Zachary Dorholt, a St. Cloud State University graduate, got an unusual and unexpected start in politics. In 2010 he was the campaign chair for Larry Haws, who withdrew last minute from the race for family matters. In return, he gave Dorholt his endorsement for his first political campaign.
With minimal time to prepare for the election, Dorholt was defeated, but remained dedicated. In 2012, he ran for the district 14B seat, which includes St. Cloud, and won. Dorholt has been part of the two most expensive House races in Minnesota history – 2012 and 2014, yet says the vast majority of that money came from third party Political Action Committees (PAC’s).
In 2012 and 2014 Dorholt voluntarily abided by the campaign spending limit, which in 2012 was $35,000 and in 2014 was $60,000. He thinks the money candidates raise is more than enough for local elections and strongly opposes the spending by outside groups that aren’t required to report who their donors are.
“You can force non-profits to disclose what they call dark money. At the state level you can force them to do that. We tried to do it when I was there,” Dorholt said.
Getting big money out of politics is an important issue for Dorholt because he thinks the late season attack ads that are so routine actually discourage people from voting. This led him to denounce the Citizens United case, which used the argument of free speech to allow unlimited political spending by independent corporations.
“We need to undo Citizens United. We need to get money out of politics, if only to allow people to breath and be part of the process,” Dorholt said. “A million dollars  for a local race is disturbing. It’s disturbing when we see that much outside money influencing local elections.”
As a member of the House of Representatives, in 2012 Dorholt focused his attention on education, where he froze college tuition through the Minnesota State College and University System (MNSCU) and paid K-12 schools over $2 billion they were owed due to IOU’s the government had been handing out for years.

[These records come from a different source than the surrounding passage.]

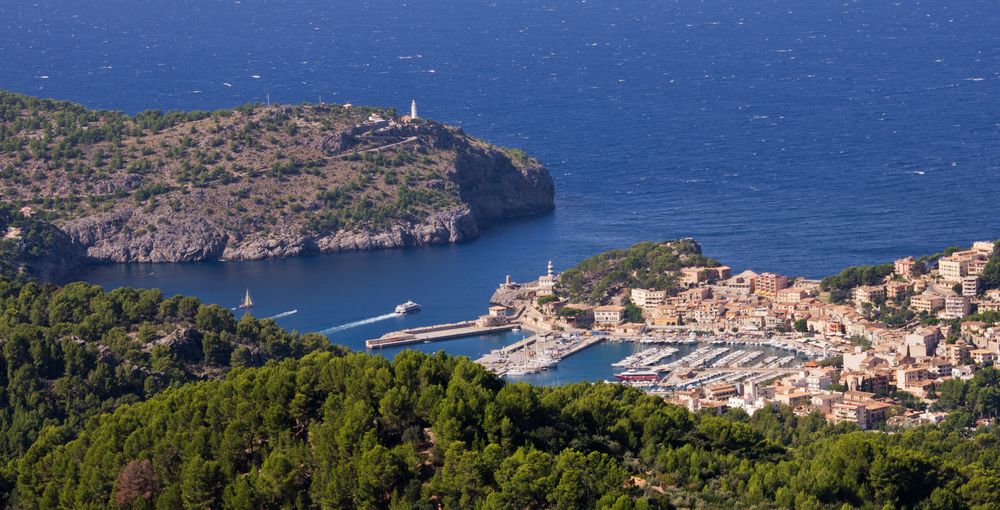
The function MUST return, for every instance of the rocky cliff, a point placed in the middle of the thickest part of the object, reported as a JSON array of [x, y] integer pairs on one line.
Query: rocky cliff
[[257, 182]]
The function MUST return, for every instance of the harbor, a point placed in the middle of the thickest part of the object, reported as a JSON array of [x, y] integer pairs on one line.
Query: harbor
[[435, 333]]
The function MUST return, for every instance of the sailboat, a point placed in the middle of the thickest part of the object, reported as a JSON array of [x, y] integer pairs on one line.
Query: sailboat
[[247, 302]]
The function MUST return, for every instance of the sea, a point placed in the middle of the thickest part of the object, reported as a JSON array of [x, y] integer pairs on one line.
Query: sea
[[790, 136]]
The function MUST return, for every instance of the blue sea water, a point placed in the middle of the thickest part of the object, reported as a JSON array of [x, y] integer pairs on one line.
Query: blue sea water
[[790, 136]]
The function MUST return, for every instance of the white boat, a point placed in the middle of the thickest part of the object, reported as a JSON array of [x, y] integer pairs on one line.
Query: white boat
[[407, 307]]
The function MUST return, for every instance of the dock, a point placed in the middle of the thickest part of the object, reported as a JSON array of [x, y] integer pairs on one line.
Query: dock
[[435, 333]]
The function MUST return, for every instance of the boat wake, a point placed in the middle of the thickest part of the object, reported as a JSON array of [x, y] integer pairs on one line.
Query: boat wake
[[282, 314], [362, 322]]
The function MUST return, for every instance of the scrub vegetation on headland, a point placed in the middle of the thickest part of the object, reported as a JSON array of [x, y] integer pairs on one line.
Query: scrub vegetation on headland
[[128, 399], [255, 181]]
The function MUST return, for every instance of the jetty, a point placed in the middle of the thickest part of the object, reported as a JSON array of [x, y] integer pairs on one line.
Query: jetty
[[436, 333]]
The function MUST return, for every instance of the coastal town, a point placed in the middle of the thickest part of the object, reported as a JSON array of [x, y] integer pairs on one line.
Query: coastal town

Dorholt said education is a personal issue for him because during the time he was in college, from 1999-2005, he saw tuition at SCSU double, and the income plan for public universities go from 40% student funded and 60% state to the other way around.
Dorholt has been out of office for almost 12 months and has continued his service as a certified counselor for the Central Minnesota Mental Health Center. Many of his passions in politics stem from his work as a mental health counselor, as clients routinely come straight off the streets, which has highlighted the poverty issue in St. Cloud.
Many children in the St. Cloud school district are living below the poverty line and receive free or reduced lunch, which is another reason Dorholt increased the states spending per pupil during his one term in office.
Among serving as a voice for underrepresented groups in the St. Cloud area, Dorholt is also a founding member of the Central Minnesota Independent Music Collaboration, which makes sense given his history as a bass player for the band Nelson Flavor, which made an appearance on KVSC’s Monday Night Live in 2009.
With a wife and two children, Dorholt says he doesn’t have much time for playing music these days, but he still finds time to take his bass out of the case and play with friends when possible.
A wide range of interests has made Dorholt a busy man his entire life, but he’s still committed to returning to the Minnesota State Legislature in 2016, when the next election is held.
He’ll be going against the incumbent Jim Knoblach next fall, who has been elected to the state legislature seven times in his life and made his return to politics in 2015 after an eight-year absence.